Decision Fatigue, Running Late, and Population Health Management—Screening Out of Time

Author Affiliations
  • 1Division of General Internal Medicine and Geriatrics, Department of Medicine, Northwestern University Feinberg School of Medicine, Chicago, Illinois
JAMA Netw Open. 2019;2(5):e193402. doi:10.1001/jamanetworkopen.2019.3402

Oh dear! Oh dear! I shall be too late!

The White Rabbit, Alice’s Adventures in Wonderland, Lewis Carroll

In clinic sessions, the amount of work necessary to achieve quality or performance metrics for patients is overwhelming. In primary care, it was previously estimated that the typical physician, providing preventive and chronic care for a typical patient panel—never mind acute care—required 18 hours per day.1 Physicians also spend 1 to 2 hours interacting with the electronic health record for every hour they spend with patients.2,3 The volume of work may be one reason the quality of ambulatory care in the United States has not improved appreciably in the past decade.4 To fit it all in, many of us feel like Lewis Carroll’s White Rabbit, constantly late, checking our watches, running from task to task, and from patient to patient.

Beyond the volume of work, quality of care may depend on the time of day. Hsiang and colleagues5 describe a retrospective cohort study of patients due for breast or colorectal cancer screening who were seeing their primary care physician. For both forms of cancer screening, unadjusted rates of screening orders and screening completion within 1 year were highest for patients seen first thing in the morning. Rates of orders and completed screening progressively decreased during the morning, moderately increased around noon, and again decreased during the afternoon. The absolute difference between morning and late afternoon screening and screening completion rate ranged across outcomes from approximately 10% to 16%. In adjusted analyses, the investigators observed inverse associations of later hours of the day with screening orders and screening completion for both breast and colorectal cancer screening. For each hour over the course of the day, there were 3% to 6% lower odds of cancer screening being ordered or completed.

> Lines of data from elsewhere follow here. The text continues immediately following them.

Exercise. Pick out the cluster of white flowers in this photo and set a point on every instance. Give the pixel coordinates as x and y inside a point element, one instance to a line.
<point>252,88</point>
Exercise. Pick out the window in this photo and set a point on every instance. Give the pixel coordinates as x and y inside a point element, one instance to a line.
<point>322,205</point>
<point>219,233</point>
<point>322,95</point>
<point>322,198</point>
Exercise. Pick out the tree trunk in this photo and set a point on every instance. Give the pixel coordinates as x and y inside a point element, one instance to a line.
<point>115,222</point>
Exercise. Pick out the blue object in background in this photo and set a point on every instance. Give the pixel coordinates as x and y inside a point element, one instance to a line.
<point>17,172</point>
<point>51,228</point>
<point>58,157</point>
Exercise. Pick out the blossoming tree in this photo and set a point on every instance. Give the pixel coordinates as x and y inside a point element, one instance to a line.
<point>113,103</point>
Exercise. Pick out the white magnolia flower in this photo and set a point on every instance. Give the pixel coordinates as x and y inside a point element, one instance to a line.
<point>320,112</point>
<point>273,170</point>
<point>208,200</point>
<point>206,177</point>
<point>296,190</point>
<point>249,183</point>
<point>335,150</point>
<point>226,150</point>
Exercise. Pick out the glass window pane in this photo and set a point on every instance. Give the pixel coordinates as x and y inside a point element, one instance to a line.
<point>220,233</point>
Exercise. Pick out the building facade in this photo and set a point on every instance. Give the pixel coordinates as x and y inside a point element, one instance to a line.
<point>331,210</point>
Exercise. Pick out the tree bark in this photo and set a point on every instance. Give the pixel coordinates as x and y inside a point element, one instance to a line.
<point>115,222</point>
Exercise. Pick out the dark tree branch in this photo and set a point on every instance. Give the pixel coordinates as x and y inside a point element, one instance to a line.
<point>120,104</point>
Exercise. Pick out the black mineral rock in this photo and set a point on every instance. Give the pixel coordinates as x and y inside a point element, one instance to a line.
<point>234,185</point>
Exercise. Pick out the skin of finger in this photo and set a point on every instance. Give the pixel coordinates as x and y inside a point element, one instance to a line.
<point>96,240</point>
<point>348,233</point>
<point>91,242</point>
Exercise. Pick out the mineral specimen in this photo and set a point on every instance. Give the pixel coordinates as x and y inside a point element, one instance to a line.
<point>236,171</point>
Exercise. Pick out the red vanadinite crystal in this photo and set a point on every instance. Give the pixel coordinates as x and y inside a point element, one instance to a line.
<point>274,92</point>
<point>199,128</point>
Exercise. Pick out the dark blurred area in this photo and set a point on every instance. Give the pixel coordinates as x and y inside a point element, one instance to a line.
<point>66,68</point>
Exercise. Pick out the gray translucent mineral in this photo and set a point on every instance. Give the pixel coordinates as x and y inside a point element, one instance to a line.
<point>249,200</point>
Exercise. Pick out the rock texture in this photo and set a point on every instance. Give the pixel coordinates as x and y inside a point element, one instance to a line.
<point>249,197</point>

Despite the study’s many strengths, such as its large size and exclusion of acute visits, it has limitations. The exposure was clinic appointment time, not actual visit time. There were no adjustments for how busy clinicians were at the time of an individual visit. In addition, the investigators adjusted for many potential confounders but not prior screening completion, a behavior associated with subsequent screening.6 There was a lack of contextual details associated with observed rates of screening completion, like patient preferences and refusals or the length of patient-physician relationship.

Even for this universally insured cohort, absolute screening rates were unimpressive. After 1 year, only 33% of those with 8 am clinic appointments completed breast cancer screening and only 28% completed colorectal cancer screening. From data in the Supplement, one can calculate that only about two-thirds of all eligible patients had completed colorectal cancer screening 1 year after the initial visit.

Two possible explanations for the results found by Hsiang and colleagues5 are decision fatigue and running late. Decision fatigue is a progressive erosion of ability, self-control, or willpower that occurs as people make choices. Decision fatigue was described most famously in an analysis of Israeli judges making serial parole decisions. Prisoners were much more likely to be granted parole at the beginning of court sessions; the rate of parole decisions dropped to almost 0 before breaks. Presumably, as judges became more cognitively fatigued, they defaulted to doing the easy thing, denying parole. Outside of medicine, businesses increase revenue by taking advantage of decision fatigue. Car dealerships offer more expensive—and probably unnecessary—options toward the end of the purchasing process. Supermarkets offer sugary, unhealthy foods at the checkout counter. Within medicine, decision fatigue has been associated with increasing antibiotic prescribing for respiratory infections, increasing opioid prescribing for back pain, decreasing influenza vaccination, and decreasing handwashing.7 Unlike these more time-sensitive services, a major addition by Hsiang and colleagues5 is to show that appointment time was associated with patient care 1 year into the future.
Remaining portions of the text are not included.